In my view, the implication is false. In evaluating scholarship, the only thing that should matter is whether it uses sound logic and evidence, and whether it makes an original contribution to the relevant scholarly literature. If the article is original and well-reasoned, it should make no difference that the author wrote it to promote his ideology or to get a judicial appointment, or for any other reason. The article’s contribution to scholarship in its field is independent of the author’s motives. If we can definitively prove that John Stuart Mill wrote On Liberty in order to justify his ideology (which was indeed probably part of his motive), that in no way diminishes the book’s intellectual value. Indeed, its value would not be diminished even if we can prove that Mill secretly believed that the book’s argument was wrong, but pretended otherwise out of some ulterior motive. Similarly, a flawed article should not be evaluated more favorably if the author’s sole object in writing it was disinterested truth-seeking.

In the real world, few works of scholarship are written purely for truth-seeking purposes. At the very least, the writer usually also has the additional motive of advancing his career. No one holds it against a scholar if one of his motives for writing an article was to cater to the interests of other scholars in the field in order to increase his chances of getting tenure. We should take the same approach with scholars who have other non-truthseeking motives. Most writers usually have multiple reasons for producing an article or book. Even if they consciously believe that their sole objective is disinterested truth-seeking, that doesn’t mean that their evaluation of their motives is correct. Few people ever fully understand the reasons why they do what they do.

The above analysis applies to the evaluation of scholarship by academics assessing works in their own field. As experts on the subject, they should be able to evaluate scholarship on the merits without resorting to consideration of motives. Matters are more complicated when nonexperts try to form opinions about the validity of scholarship and its implications for various public policy issues. Nonexperts often don’t have the knowledge needed to evaluate scholarship directly, and therefore must rely on “social validation“. In many instances, they have to take the experts at their word merely because they are experts. For example, I don’t really understand modern physics. So I accept the view that Einstein’s theories are closer to the truth than Isaac Newton’s because that’s what the overwhelming majority of physicists believe.

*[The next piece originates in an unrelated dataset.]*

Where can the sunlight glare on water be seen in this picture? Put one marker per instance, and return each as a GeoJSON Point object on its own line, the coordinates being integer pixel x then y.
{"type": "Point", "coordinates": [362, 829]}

In situations where a layperson has deferred to expert opinion because of the experts’ superior knowledge, it is rational to show less deference if there is strong evidence the many of the experts in question have non-truthseeking motives for reaching their conclusions, or have manufactured an “expert consensus” by suppressing opposing views within academia. I explained why in more detail here. Even in such a scenario, however, it would be a mistake to discount the experts’ views completely. Truth-seeking may still be part of their motivation, even if it was not the sole motive. Moreover, expert analyses produced for non-truthseeking purposes may still contain valuable insights that laypeople should not simply ignore.

Whatever the difficulties facing laypersons, it is almost never defensible for we academics to evaluate scholarship in our field based on the authors’ real or imagined motives. As experts ourselves, we should be knowledgeable enough to judge the work of fellow experts on the merits, without resorting to speculation about their motives.